When the new male coalition took over the Kibumbu pride last year, they killed all the existing young cubs. Seeing the mother lionesses watching helplessly as their cubs were taken from them was heartbreaking.

Home ranges and feeding

Lions in the Serengeti have relatively large home ranges, with prides often covering up to 100 square kilometres. However, these home ranges are dynamic, and Lions move around in search of water and prey. Water availability is a crucial factor in their movement, particularly during the dry season. Lions often follow the seasonal rains in search of water, with some prides moving up to 20 km daily.


Food availability is another critical factor influencing Lions’ movements and home range size. The Serengeti is home to abundant prey species, including Wildebeest, Zebra and Gazelle.

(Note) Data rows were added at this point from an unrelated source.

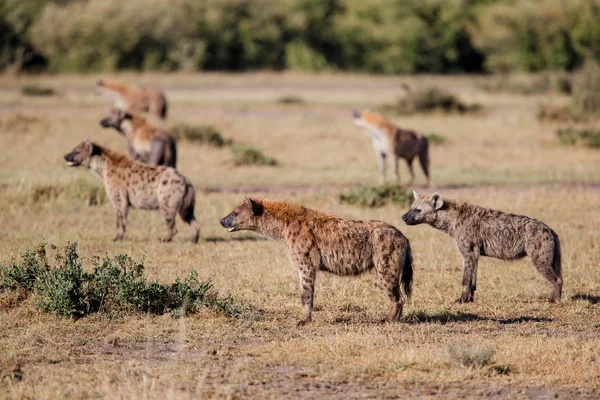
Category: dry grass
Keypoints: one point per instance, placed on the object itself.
(539, 349)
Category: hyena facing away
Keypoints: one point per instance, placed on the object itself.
(134, 98)
(318, 241)
(131, 183)
(391, 141)
(145, 142)
(483, 232)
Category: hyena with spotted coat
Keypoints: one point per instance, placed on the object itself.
(130, 183)
(390, 141)
(134, 99)
(145, 142)
(319, 241)
(480, 231)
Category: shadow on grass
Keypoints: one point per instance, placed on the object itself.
(217, 239)
(587, 297)
(444, 317)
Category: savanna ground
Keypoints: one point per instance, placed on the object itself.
(501, 157)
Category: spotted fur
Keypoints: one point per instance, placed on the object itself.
(134, 99)
(145, 142)
(129, 183)
(480, 231)
(390, 141)
(319, 241)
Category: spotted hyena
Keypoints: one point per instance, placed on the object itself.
(130, 183)
(145, 142)
(483, 232)
(389, 141)
(134, 99)
(319, 241)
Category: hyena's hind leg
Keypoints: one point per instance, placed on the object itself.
(543, 247)
(389, 256)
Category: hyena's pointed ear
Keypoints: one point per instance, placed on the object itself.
(437, 201)
(256, 207)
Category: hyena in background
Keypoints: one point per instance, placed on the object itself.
(134, 99)
(483, 232)
(130, 183)
(318, 241)
(145, 142)
(391, 141)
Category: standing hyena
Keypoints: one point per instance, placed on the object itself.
(318, 241)
(134, 98)
(145, 142)
(391, 141)
(131, 183)
(482, 232)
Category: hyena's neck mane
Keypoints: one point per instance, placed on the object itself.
(103, 159)
(281, 220)
(449, 216)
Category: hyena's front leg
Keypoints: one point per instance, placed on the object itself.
(470, 261)
(121, 207)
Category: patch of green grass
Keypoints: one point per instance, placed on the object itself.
(377, 196)
(588, 137)
(116, 285)
(428, 100)
(205, 134)
(469, 355)
(246, 155)
(37, 90)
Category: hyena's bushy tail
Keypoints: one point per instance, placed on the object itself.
(407, 273)
(186, 210)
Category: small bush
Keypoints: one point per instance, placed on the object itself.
(436, 139)
(469, 355)
(290, 100)
(17, 123)
(206, 134)
(116, 285)
(586, 90)
(37, 90)
(428, 100)
(245, 155)
(377, 196)
(588, 137)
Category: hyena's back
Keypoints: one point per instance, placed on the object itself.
(350, 247)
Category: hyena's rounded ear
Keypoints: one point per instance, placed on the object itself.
(437, 201)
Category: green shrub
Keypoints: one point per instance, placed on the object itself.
(205, 134)
(116, 285)
(377, 196)
(245, 155)
(37, 90)
(427, 100)
(588, 137)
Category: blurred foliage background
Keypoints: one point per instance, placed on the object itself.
(374, 36)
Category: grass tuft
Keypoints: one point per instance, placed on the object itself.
(245, 155)
(587, 137)
(205, 134)
(428, 100)
(469, 355)
(37, 90)
(377, 196)
(116, 285)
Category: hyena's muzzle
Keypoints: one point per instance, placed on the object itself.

However, these prey species undergo seasonal shifts in their distribution and abundance, which can affect Lions’ diets. For example, during the Wildebeest migration, Lions feed almost exclusively on this prey species. In contrast, when the migration is away, they become more opportunistic and hunt a wide variety of species, depending on what is available in their environment – sometimes hunting quite unusual animals. Lions were observed preying on crocodiles in the Serengeti, attacking them in the water, dragging them onto the shore and killing them. 

Image by Hagai Zvulun
Image by Dori Caspi

Social bonds

Lions are the only species of cat which is social. Female Lions are highly social animals and often form strong bonds with other females in their pride. We see female Lion friendships where specific female lions, which might be sisters or cousins of similar age, are overjoyed when reunited. They can spend hours grooming each other, rubbing faces and cuddling.

The ultimate apex predator

While Lions are apex predators in their environment, there are documented cases of lions being preyed upon by other predators. Spotted Hyenas when in numbers can attack and kill single lions, and crocodiles are reported to attack Lions. However, such events are relatively rare and Lions remain apex predators in their ecosystem.